De esa respuesta nació una interpretación poderosa. Si las personas decían que querían alrededor de dos hijos, pero terminaban teniendo menos, entonces la baja fecundidad podía entenderse como un problema de deseos frustrados. La tarea de la política no era convencer a nadie de tener hijos, sino remover obstáculos: guarderías, licencias parentales, vivienda, empleo compatible con el cuidado, igualdad de género. Era un marco cómodo y éticamente atractivo: ayudar a las personas a realizar la familia que decían querer.
Pero ese marco empieza a mostrar grietas.
La vieja ancla
En 2014, los demógrafos Tomáš Sobotka y Éva Beaujouan publicaron un estudio que se convirtió en referencia obligada. Analizaron 168 encuestas en 37 países europeos durante tres décadas y encontraron una notable persistencia del ideal de dos hijos. Ese ideal parecía haber sobrevivido a cambios enormes: la caída del socialismo de Estado, el aumento de la educación femenina, la expansión del empleo de las mujeres, la secularización, los nuevos arreglos familiares y la Gran Recesión.
El mensaje era claro: las sociedades cambiaban, pero el ideal de familia de dos hijos seguía ahí. La fecundidad caía no porque las personas hubieran dejado de querer hijos, sino porque les resultaba más difícil tenerlos.
Algo similar se observó en Estados Unidos. Karen Benjamin Guzzo y Sarah Hayford mostraron que mujeres nacidas a fines de los años noventa declaraban querer prácticamente el mismo número de hijos que mujeres nacidas en los años sesenta cuando tenían la misma edad. Otra vez, la historia parecía ser la misma: deseos estables, barreras crecientes, nacimientos a la baja.

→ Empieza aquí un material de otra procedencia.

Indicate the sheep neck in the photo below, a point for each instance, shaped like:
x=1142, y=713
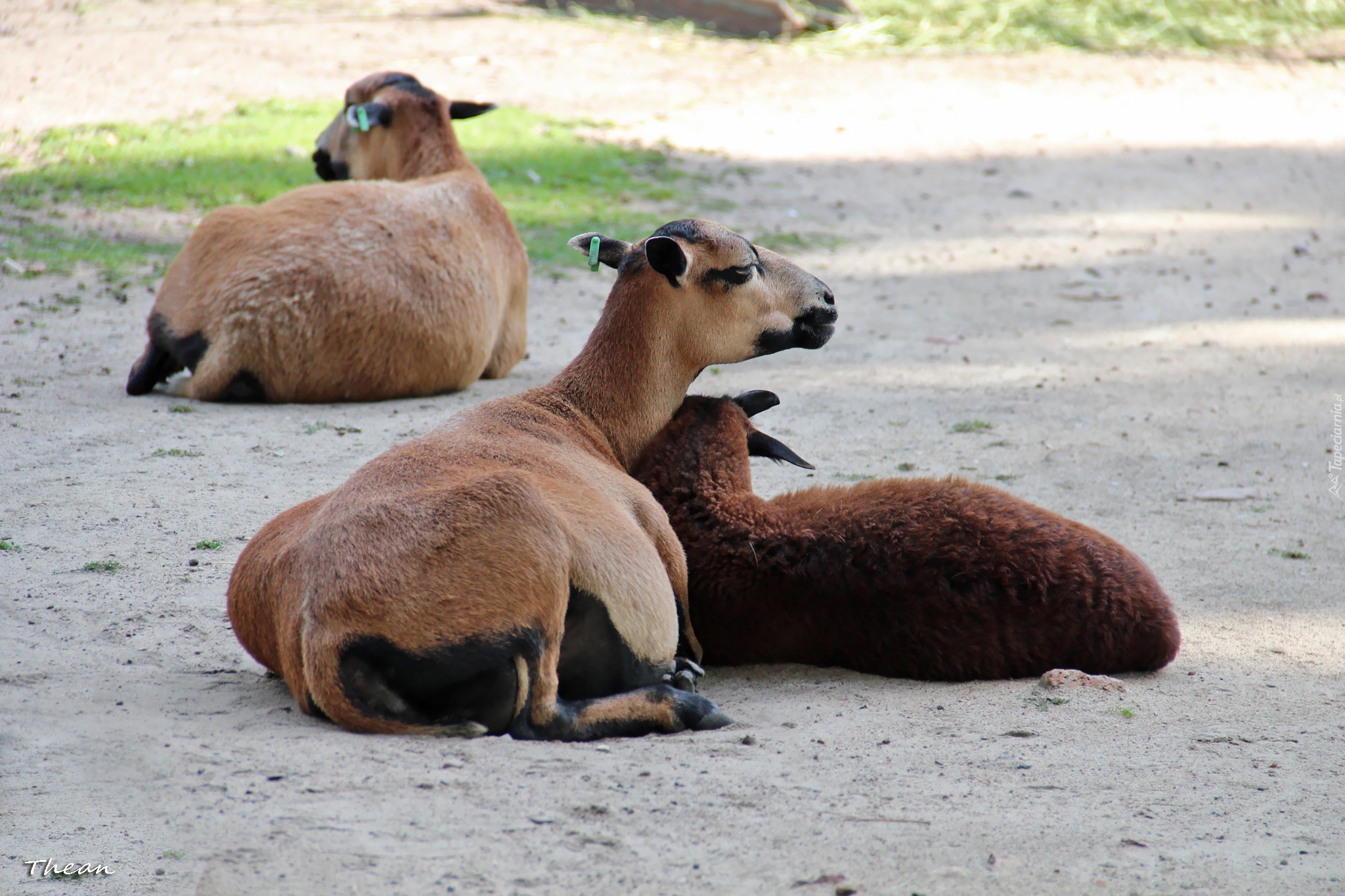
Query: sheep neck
x=630, y=377
x=432, y=152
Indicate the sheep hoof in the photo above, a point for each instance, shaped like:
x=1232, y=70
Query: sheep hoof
x=682, y=662
x=463, y=730
x=684, y=680
x=713, y=719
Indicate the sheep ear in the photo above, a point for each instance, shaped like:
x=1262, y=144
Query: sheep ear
x=762, y=445
x=609, y=250
x=757, y=400
x=374, y=113
x=666, y=257
x=463, y=109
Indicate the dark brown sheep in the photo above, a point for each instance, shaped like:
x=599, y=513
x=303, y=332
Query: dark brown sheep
x=938, y=580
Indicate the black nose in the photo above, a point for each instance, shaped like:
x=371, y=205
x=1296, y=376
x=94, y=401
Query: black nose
x=327, y=169
x=821, y=316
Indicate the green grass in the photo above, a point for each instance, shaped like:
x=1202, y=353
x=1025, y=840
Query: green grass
x=554, y=182
x=1099, y=26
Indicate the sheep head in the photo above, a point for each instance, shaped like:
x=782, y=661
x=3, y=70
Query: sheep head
x=718, y=297
x=391, y=127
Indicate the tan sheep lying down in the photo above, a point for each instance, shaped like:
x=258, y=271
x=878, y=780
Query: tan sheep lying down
x=503, y=572
x=347, y=292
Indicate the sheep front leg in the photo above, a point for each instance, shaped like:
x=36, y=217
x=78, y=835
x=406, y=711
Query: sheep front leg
x=654, y=710
x=654, y=522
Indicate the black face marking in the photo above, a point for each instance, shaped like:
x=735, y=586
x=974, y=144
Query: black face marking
x=763, y=445
x=471, y=681
x=460, y=109
x=730, y=276
x=595, y=661
x=811, y=330
x=405, y=82
x=686, y=228
x=323, y=165
x=244, y=387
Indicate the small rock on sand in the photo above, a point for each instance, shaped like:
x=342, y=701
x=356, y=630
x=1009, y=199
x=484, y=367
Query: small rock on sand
x=1076, y=679
x=1225, y=495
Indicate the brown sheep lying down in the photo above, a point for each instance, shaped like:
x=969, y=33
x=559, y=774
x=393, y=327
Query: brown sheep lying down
x=408, y=280
x=938, y=580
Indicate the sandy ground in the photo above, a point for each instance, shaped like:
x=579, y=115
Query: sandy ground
x=1109, y=259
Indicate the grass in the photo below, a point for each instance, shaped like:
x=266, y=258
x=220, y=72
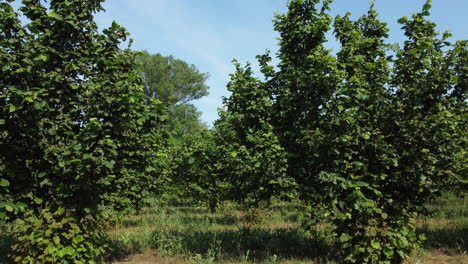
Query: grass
x=177, y=234
x=183, y=234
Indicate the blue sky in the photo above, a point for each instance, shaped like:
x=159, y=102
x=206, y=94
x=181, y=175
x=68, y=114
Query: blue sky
x=211, y=33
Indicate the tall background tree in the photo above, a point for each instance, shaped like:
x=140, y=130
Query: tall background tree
x=176, y=84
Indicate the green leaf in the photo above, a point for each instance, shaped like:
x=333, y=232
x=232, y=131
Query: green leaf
x=109, y=164
x=375, y=244
x=345, y=237
x=4, y=183
x=41, y=57
x=38, y=200
x=9, y=208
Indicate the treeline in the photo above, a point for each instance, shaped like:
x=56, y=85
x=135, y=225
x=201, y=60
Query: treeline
x=364, y=137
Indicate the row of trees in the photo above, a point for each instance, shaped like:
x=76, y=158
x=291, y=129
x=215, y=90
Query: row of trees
x=364, y=137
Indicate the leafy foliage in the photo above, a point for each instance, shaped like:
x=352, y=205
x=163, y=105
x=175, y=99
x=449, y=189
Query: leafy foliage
x=371, y=137
x=171, y=80
x=256, y=162
x=199, y=171
x=77, y=132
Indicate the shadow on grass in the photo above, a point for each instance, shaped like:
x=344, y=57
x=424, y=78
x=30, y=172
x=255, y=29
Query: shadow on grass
x=257, y=244
x=450, y=237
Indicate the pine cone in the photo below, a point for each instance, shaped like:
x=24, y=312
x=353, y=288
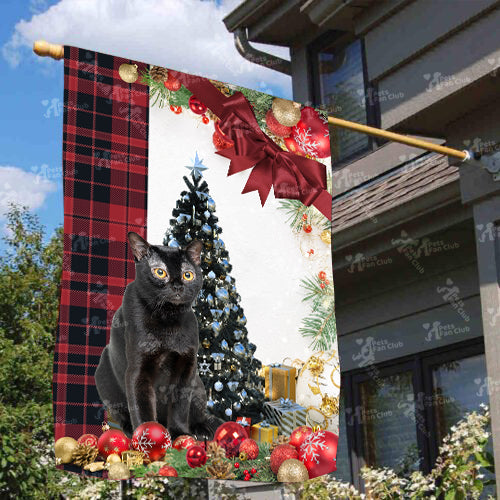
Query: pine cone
x=214, y=451
x=219, y=469
x=84, y=455
x=158, y=74
x=279, y=440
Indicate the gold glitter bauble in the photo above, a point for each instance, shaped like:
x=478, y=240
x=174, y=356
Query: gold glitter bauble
x=64, y=449
x=113, y=459
x=128, y=72
x=118, y=471
x=326, y=237
x=292, y=471
x=286, y=112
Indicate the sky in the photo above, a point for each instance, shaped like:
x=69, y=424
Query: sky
x=187, y=36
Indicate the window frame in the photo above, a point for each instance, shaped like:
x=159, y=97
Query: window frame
x=421, y=365
x=338, y=39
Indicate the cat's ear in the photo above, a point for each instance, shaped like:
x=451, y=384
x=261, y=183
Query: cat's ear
x=194, y=251
x=139, y=246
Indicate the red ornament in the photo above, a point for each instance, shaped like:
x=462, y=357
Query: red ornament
x=112, y=441
x=196, y=456
x=221, y=141
x=152, y=439
x=89, y=440
x=292, y=146
x=311, y=134
x=319, y=453
x=184, y=442
x=250, y=447
x=275, y=126
x=196, y=106
x=171, y=83
x=298, y=435
x=168, y=471
x=229, y=435
x=281, y=453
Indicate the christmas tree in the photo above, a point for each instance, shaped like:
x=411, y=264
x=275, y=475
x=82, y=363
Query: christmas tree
x=226, y=361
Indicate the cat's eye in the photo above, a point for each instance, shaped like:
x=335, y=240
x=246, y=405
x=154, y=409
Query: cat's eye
x=160, y=273
x=188, y=276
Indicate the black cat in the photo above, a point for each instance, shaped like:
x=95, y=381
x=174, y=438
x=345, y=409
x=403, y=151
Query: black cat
x=148, y=371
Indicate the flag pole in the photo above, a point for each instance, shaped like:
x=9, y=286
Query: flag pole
x=45, y=49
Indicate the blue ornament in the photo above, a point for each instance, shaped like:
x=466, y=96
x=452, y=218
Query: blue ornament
x=233, y=385
x=222, y=294
x=239, y=349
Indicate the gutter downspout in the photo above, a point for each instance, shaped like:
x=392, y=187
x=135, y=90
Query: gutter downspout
x=257, y=56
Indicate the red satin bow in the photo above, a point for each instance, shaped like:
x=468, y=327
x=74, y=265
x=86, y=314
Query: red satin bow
x=290, y=175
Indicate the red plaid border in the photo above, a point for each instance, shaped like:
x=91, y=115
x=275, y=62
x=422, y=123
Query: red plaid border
x=105, y=161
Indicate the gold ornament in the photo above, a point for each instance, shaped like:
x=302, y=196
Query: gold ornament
x=329, y=406
x=286, y=112
x=118, y=470
x=84, y=454
x=114, y=458
x=95, y=466
x=326, y=237
x=64, y=449
x=292, y=471
x=158, y=74
x=132, y=458
x=128, y=72
x=220, y=469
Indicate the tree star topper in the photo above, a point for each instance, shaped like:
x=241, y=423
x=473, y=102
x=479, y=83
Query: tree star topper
x=197, y=167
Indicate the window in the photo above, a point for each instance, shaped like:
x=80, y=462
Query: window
x=397, y=413
x=339, y=85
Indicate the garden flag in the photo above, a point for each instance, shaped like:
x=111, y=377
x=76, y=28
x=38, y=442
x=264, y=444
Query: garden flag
x=196, y=328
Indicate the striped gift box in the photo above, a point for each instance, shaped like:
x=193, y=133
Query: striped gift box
x=286, y=414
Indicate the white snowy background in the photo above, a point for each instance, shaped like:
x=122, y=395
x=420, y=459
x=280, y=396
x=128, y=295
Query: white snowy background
x=265, y=253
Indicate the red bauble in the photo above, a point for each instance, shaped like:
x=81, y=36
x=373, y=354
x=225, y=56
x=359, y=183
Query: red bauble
x=196, y=456
x=112, y=441
x=220, y=140
x=152, y=439
x=89, y=440
x=184, y=442
x=319, y=453
x=196, y=106
x=281, y=453
x=292, y=146
x=275, y=126
x=230, y=435
x=168, y=471
x=171, y=83
x=250, y=447
x=298, y=435
x=311, y=134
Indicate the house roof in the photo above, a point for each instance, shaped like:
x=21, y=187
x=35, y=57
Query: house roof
x=400, y=186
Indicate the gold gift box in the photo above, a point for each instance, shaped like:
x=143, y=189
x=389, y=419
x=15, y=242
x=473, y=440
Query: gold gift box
x=280, y=381
x=264, y=434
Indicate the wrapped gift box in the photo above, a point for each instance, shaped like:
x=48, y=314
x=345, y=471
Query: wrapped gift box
x=286, y=414
x=246, y=423
x=264, y=432
x=280, y=381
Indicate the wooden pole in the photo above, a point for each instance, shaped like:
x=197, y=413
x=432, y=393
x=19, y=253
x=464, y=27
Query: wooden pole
x=43, y=48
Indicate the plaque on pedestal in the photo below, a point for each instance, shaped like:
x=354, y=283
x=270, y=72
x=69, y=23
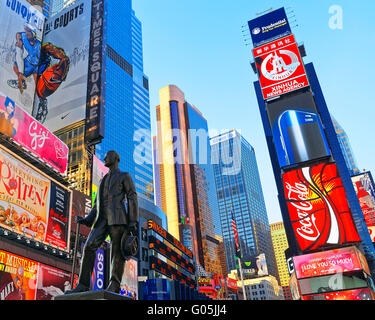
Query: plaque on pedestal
x=93, y=295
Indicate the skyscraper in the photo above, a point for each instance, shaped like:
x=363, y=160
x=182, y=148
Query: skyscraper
x=187, y=185
x=240, y=192
x=345, y=147
x=127, y=111
x=280, y=244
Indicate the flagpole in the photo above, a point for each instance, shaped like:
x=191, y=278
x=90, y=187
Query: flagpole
x=243, y=286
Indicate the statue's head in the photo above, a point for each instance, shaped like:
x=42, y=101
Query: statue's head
x=112, y=158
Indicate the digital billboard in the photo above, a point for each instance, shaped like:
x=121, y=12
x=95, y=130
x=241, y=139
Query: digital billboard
x=297, y=130
x=60, y=98
x=129, y=282
x=25, y=279
x=359, y=294
x=31, y=135
x=280, y=67
x=317, y=206
x=269, y=26
x=31, y=204
x=21, y=26
x=365, y=189
x=99, y=170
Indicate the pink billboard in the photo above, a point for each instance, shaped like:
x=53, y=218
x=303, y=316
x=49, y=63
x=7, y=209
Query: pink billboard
x=31, y=135
x=329, y=262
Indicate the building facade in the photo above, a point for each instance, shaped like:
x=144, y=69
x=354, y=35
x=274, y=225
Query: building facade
x=346, y=148
x=280, y=244
x=239, y=192
x=187, y=186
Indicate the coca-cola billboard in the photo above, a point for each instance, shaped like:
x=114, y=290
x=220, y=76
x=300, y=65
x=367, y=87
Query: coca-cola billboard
x=318, y=208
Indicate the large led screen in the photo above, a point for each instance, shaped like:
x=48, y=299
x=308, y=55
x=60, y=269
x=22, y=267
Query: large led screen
x=269, y=26
x=21, y=32
x=25, y=279
x=31, y=204
x=60, y=98
x=329, y=262
x=280, y=67
x=297, y=130
x=365, y=189
x=31, y=135
x=359, y=294
x=317, y=206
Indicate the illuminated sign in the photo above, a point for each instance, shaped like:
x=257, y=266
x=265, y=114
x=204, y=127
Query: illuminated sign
x=280, y=67
x=25, y=279
x=329, y=262
x=269, y=26
x=32, y=204
x=95, y=89
x=318, y=208
x=297, y=130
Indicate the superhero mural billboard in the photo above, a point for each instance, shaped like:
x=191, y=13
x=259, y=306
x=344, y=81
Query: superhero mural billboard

El problema es que la evidencia más reciente ya no encaja del todo con esa historia.
La grieta no está donde esperábamos
Lo nuevo no es simplemente que todos quieran un poco menos. El patrón parece más sutil. Entre quienes sí quieren tener hijos, el número preferido muchas veces sigue estando cerca de dos. Lo que parece cambiar es la proporción de personas, sobre todo jóvenes, que ya no desean tener hijos en absoluto.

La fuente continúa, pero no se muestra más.